Not only that, but such aggressive, unfeminine behavior will not attract most guys. We don’t want some bitchy woman in our faces shouting “NOOOOO!” and hitting or kicking us. We definitely find it a turnoff to think that a pretty lady we’re taking out on a date or inviting to our frat house for a party has actually trained for, or thought about in advance whatsoever, what she’d do if we surprised her with an unwanted play for her affections.

It’s bad enough that someone invented drug-detecting fingernail polish, because now we can’t see the colorful long nails worn on any girl in the same way again. We’re always suspecting that this lovely minx is actually wearing polish for the purpose of, not our pleasure, but her own protection. It’s just not fair. But more importantly, it’s victim-blaming!
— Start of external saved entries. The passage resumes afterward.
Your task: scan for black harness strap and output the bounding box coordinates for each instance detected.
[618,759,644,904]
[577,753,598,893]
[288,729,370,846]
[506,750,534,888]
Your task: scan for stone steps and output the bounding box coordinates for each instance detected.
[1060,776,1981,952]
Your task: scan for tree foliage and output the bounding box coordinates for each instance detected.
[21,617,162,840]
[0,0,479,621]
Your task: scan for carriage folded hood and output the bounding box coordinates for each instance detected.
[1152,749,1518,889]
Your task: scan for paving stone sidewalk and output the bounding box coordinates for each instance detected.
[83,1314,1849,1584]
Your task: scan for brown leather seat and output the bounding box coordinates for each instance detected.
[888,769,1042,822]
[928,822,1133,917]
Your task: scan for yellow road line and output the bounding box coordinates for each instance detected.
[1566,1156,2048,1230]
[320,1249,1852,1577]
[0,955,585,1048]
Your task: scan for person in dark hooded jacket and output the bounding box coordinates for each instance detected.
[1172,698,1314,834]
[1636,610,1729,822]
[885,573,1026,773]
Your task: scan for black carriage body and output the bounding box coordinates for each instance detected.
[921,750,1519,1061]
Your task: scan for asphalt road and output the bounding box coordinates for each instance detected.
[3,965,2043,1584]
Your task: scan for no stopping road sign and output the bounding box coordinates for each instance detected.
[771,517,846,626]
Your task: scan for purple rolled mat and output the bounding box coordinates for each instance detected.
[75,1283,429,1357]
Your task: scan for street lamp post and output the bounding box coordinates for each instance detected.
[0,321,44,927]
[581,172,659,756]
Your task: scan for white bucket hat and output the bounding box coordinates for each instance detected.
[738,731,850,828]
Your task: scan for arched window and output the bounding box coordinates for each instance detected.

The latest outrage is the research-based suggestion that parties should be held in women-controlled spaces. Sure, scholars know that campus party rape is enabled by male control of space. If it’s our frat house, for example, we control how dim the lights are, how much tasteless grain alcohol we put in the party punch, and how the bedroom doors lock. AND we get to offer girls a safe place to spend the night or a walk home (wink, wink, nudge, nudge). The suggestion reported in The New York Times, which we just know you at SJFB will applaud, is to hold parties at sorority houses.  We agree with everyone else out there (such as this mommy blogger) that THIS IS VICTIM BLAMING!

We are so glad that at least some women out there defend men’s right to control the space where we lure you into sex, to control the balance of physical aggression by keeping you defenseless, and to keep you from wearing things we don’t find attractive. We like you better as victims, but only because challenging that would be victim-blaming. Please, blame men. You are much more appealing to us when you remain helpless and wait for the men to change.

In closing – and we know you see where this is going – we want to advance the overarching argument that feminism, in general, is victim-blaming.  After all, as feminism is a social movement of, largely, women for social change, of women reclaiming their space and their power whether or not men want to give it to them, and whether or not there is a bystander there to get it back for them, and so, it is VICITM BLAMING! And it therefore must stop!

Every time you ladies utter “Women Unite, Take Back the….” we will remind you that you really should sit back and wait for us men to take care of things. Anything else would be victim-blaming!

We think you can trust that we have your best interests at heart, that we know what’s best for you, and that we truly want you to feel empowered and liberated coming to the parties we set up to get you drunk and show us your tits.